Each ribbon is prayer. Each stitch is prayer and love and dedication to those people and when you make it, you can’t come from a place of anger, you can’t come from a place of bitterness.

Ms. Woodward made headlines in June 2021 at the swearing in of U.S. Secretary of the Interior Deb Haaland, the first Indigenous person to hold such a position. She wore a beautiful Woodward skirt adorned with cornstalks, stars and butterflies, and was featured in news coverage.

Honourable senators, such a situation could typically be an example of a woman’s skill being belittled by commentary on what she wore, but that’s not actually what happened. Attention was harnessed by this skirt, and the message became one of power and worth.

Ms. Woodward further stated:

The ribbon skirt today reminds me that I have a power and that I carry a responsibility, to teach the future generations that they belong here and that they have the right to take up space however they choose . . . It’s about taking back the shame that I carried as a young girl.

Senator McCallum spoke eloquently and with much wisdom on the concept of “holding spaces,” the creation of safe environments where individuals — youth, in particular — can grow, learn, question and grapple with significant issues in a nurturing and supportive manner.
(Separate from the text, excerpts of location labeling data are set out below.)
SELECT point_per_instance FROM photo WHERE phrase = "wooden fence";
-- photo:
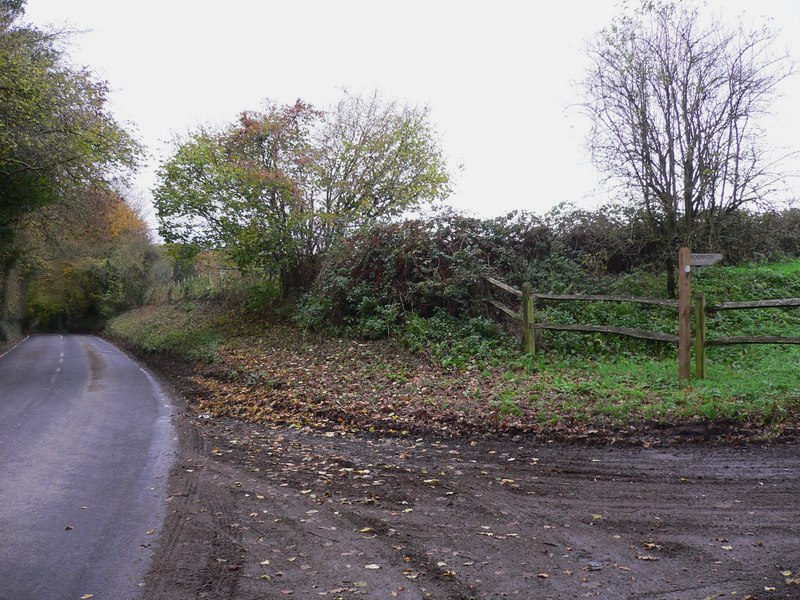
(530, 326)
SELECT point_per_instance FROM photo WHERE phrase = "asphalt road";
(86, 443)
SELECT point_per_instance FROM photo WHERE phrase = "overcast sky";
(499, 77)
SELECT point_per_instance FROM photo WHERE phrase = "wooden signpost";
(687, 260)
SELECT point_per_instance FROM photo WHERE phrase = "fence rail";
(527, 314)
(699, 340)
(782, 303)
(637, 333)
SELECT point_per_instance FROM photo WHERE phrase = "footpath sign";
(687, 260)
(702, 260)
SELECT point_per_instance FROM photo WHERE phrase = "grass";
(453, 375)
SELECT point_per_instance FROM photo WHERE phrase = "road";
(86, 444)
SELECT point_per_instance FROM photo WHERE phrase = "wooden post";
(528, 336)
(684, 314)
(700, 336)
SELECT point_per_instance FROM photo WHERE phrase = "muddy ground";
(260, 513)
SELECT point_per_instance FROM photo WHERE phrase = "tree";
(56, 136)
(93, 261)
(276, 188)
(675, 100)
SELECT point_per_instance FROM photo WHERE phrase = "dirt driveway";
(258, 513)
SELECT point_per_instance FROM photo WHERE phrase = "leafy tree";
(56, 137)
(275, 189)
(94, 260)
(674, 100)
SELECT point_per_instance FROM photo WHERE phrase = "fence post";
(684, 314)
(700, 335)
(528, 336)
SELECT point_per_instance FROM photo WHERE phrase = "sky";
(500, 78)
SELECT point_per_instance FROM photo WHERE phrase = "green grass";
(191, 330)
(591, 379)
(762, 388)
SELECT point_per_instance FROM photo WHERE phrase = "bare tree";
(675, 100)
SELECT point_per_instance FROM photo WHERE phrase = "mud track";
(257, 513)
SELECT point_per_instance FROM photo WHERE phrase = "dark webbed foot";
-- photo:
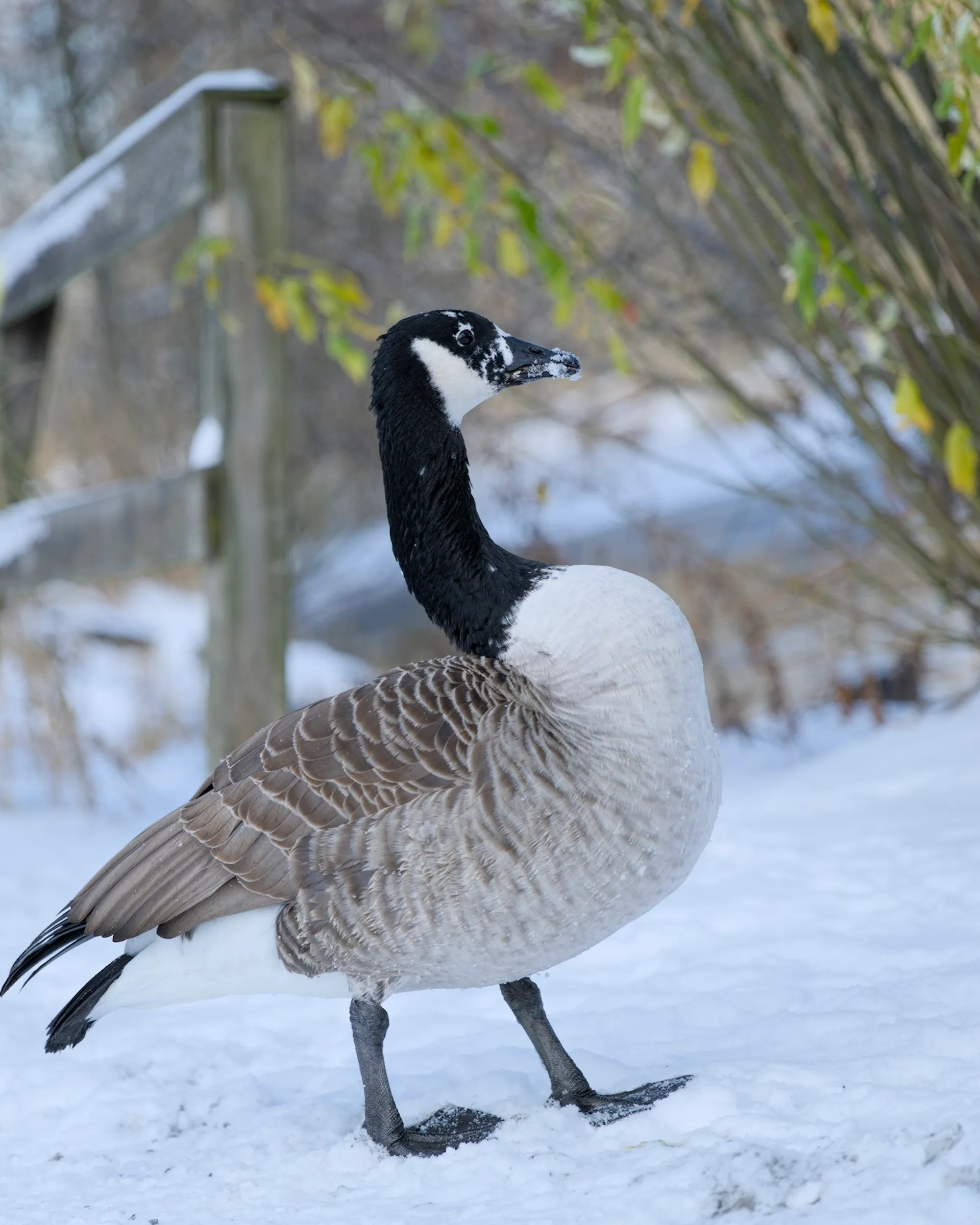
(449, 1128)
(607, 1108)
(569, 1086)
National ribbon skirt day is one example of this type of “holding space” as the aim is to celebrate identity, autonomy, reclaimed dignity, representation and to challenge outdated ways of seeing, of confronting entrenched stereotyping and prejudices and of reconciling and returning value.
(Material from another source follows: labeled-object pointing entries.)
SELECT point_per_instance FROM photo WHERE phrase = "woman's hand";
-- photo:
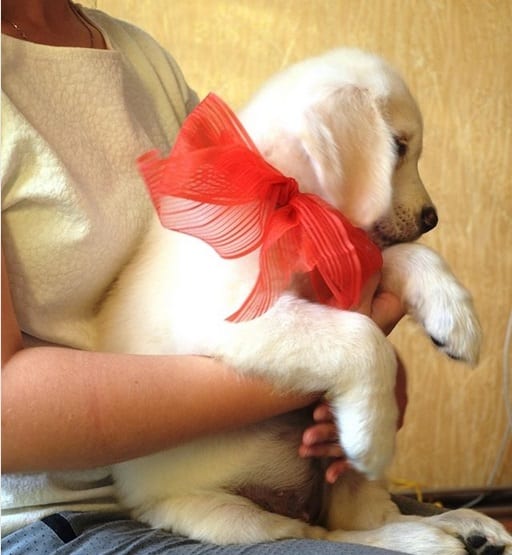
(321, 438)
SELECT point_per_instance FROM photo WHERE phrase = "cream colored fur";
(333, 123)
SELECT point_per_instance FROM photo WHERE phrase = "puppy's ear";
(351, 150)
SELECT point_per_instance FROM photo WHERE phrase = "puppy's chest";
(303, 502)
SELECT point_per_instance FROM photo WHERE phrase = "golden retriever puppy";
(345, 126)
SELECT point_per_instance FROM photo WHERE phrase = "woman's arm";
(69, 409)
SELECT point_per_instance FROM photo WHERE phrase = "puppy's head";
(346, 127)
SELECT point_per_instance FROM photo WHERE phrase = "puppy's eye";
(401, 147)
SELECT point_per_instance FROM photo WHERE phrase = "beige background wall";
(457, 57)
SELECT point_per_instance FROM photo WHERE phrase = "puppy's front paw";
(434, 298)
(367, 413)
(448, 316)
(480, 534)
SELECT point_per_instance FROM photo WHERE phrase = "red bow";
(216, 186)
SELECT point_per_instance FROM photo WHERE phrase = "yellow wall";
(456, 56)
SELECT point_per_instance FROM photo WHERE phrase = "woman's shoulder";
(139, 48)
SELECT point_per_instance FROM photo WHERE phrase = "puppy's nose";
(428, 218)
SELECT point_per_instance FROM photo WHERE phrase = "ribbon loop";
(216, 186)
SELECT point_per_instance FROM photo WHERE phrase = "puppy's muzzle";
(428, 219)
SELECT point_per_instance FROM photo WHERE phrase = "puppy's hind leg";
(223, 518)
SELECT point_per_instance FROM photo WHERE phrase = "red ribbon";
(216, 186)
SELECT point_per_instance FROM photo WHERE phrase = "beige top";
(74, 209)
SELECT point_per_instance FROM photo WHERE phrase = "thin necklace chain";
(21, 33)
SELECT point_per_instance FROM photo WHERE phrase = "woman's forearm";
(68, 409)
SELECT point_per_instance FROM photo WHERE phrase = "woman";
(83, 96)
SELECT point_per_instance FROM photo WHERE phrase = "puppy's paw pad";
(479, 545)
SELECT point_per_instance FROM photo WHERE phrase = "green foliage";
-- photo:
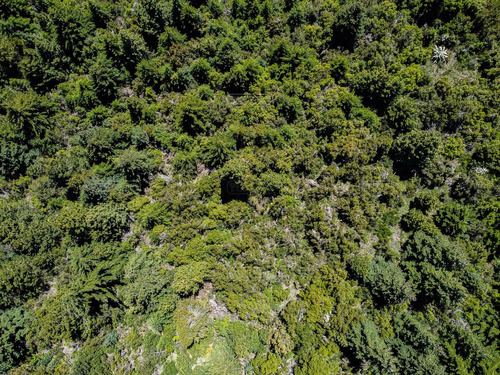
(90, 360)
(388, 283)
(191, 321)
(188, 278)
(415, 151)
(14, 327)
(219, 187)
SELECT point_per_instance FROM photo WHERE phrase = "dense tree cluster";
(243, 186)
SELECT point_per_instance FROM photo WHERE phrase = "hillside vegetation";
(218, 187)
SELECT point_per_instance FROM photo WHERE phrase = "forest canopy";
(249, 187)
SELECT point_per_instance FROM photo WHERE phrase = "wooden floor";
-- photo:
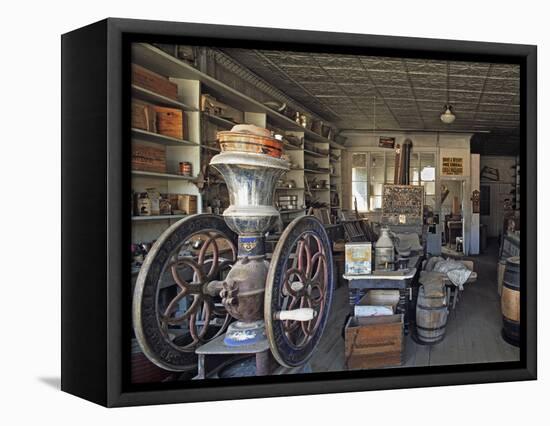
(473, 328)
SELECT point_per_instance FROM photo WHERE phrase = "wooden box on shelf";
(374, 342)
(143, 116)
(148, 158)
(154, 82)
(187, 203)
(169, 122)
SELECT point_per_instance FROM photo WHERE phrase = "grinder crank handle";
(301, 314)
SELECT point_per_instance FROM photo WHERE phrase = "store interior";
(408, 169)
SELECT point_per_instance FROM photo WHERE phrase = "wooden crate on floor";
(374, 342)
(148, 158)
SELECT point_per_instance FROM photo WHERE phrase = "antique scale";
(207, 288)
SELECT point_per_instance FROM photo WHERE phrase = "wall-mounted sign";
(475, 201)
(402, 204)
(452, 166)
(386, 142)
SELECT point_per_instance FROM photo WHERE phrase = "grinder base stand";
(260, 349)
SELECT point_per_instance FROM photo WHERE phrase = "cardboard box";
(154, 82)
(148, 158)
(358, 258)
(374, 342)
(143, 207)
(170, 122)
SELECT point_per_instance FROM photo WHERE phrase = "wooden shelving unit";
(191, 84)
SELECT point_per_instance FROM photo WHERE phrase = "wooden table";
(401, 280)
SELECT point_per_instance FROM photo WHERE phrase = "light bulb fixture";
(448, 117)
In a work published in the Girlhood Studies: An Interdisciplinary Journal, Kari Dawn Wuttunee of the Red Pheasant Cree Nation and the Native Women’s Association of Canada, Jennifer Altenberg, a Michif educator from Saskatchewan, and Sarah Flicker of York University studied the issue of ribbon skirts as a form of cultural resurgence. They found that the act of sewing ribbon skirts brought Indigenous women together intergenerationally — young and old — to reclaim teachings, resist gender-based and colonial violence and reimagine their collective futures. Learning about the historical and cultural significance of ribbon skirts gave girls a stronger connection to their culture, community and each other. Wearing their ribbon skirts became an embodied act of resistance, resilience and self-determination.
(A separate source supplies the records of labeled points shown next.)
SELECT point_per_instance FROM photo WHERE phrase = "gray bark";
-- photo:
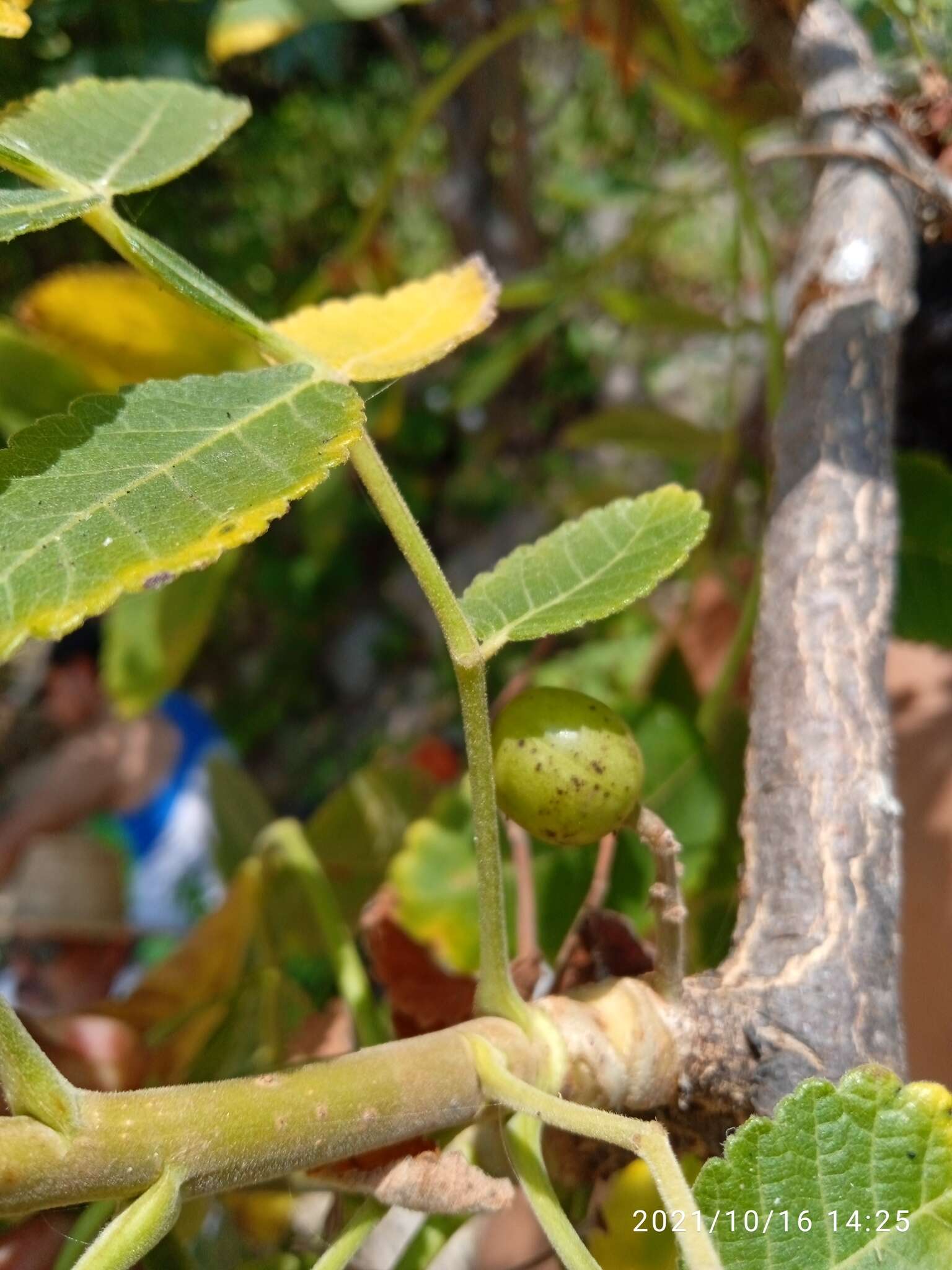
(811, 985)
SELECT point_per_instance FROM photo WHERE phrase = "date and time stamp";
(752, 1222)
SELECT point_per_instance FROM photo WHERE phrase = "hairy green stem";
(139, 1227)
(523, 1135)
(84, 1230)
(31, 1083)
(175, 273)
(428, 103)
(284, 842)
(496, 993)
(225, 1134)
(353, 1237)
(644, 1137)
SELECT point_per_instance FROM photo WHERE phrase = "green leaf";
(242, 27)
(22, 211)
(126, 492)
(660, 313)
(174, 272)
(102, 138)
(361, 826)
(870, 1147)
(644, 429)
(682, 788)
(924, 598)
(152, 637)
(493, 368)
(586, 569)
(434, 878)
(35, 379)
(242, 810)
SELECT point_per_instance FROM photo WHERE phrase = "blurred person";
(64, 935)
(65, 945)
(141, 783)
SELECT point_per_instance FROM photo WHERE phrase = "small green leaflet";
(93, 139)
(586, 569)
(25, 210)
(871, 1151)
(126, 492)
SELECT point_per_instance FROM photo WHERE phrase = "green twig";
(712, 708)
(352, 1238)
(224, 1134)
(30, 1081)
(84, 1230)
(644, 1137)
(523, 1137)
(284, 843)
(496, 993)
(138, 1228)
(427, 106)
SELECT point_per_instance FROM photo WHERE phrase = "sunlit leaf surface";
(126, 492)
(587, 568)
(868, 1163)
(384, 337)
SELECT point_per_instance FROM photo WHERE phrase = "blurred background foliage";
(606, 161)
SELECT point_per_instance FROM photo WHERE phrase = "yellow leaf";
(227, 40)
(384, 337)
(180, 1002)
(13, 18)
(125, 329)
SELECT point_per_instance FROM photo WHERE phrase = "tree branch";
(811, 986)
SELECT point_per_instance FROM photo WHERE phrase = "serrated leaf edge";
(59, 620)
(491, 646)
(41, 174)
(915, 1091)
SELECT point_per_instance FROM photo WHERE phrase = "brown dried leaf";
(602, 946)
(423, 997)
(430, 1183)
(324, 1036)
(188, 991)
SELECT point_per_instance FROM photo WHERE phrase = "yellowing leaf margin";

These findings speak directly to the concept of positive holding spaces that youth need and deserve. It is important that such space go beyond those who traditionally identify with the ribbon skirt. It can encompass any and all who seek to reclaim value in their identities and cultural pride using regalia, customs and other traditions.

The ribbon skirt is one, poignant symbol of past erasure, racism and colonial attitudes. It is an intersectional symbol of how race, gender and equality have been twisted by colonial means of discrimination, and it can be a catalyst for change.

Now, at Kamsack Comprehensive Institute, the school where Isabella Kulak was shamed for wearing her ribbon skirt to a formal day, a ribbon skirt day is now celebrated on January 4. This year, over 100 students and staff wore skirts, many of which were made at school in the brand new classes on skirt making, beading and drumming that were introduced to respond positively to Isabella’s call for reconciliation, awareness and healing.

Honourable senators, many of us close our speeches with “thank you” in several languages, including meegwetch, but often Senator McCallum says — and today Senator Pate said — chi‑meegwetch. One day, Senator McCallum explained to me that this means “thank you,” but the added meaning is along these lines: Thank you with the intention to carry this forward in a good way.

Senator McCallum has asked us to stand with her and support not only this bill, but to stand with young Isabella and what she stands for — agency, identity, inherent dignity, positive self-affirmation of cultural identity and reconciliation.

On behalf of Isabella, and with visions of positive futures carried by these beautiful ribbon skirts, may I now ask for your support in calling the question on this bill? Chi-meegwetch.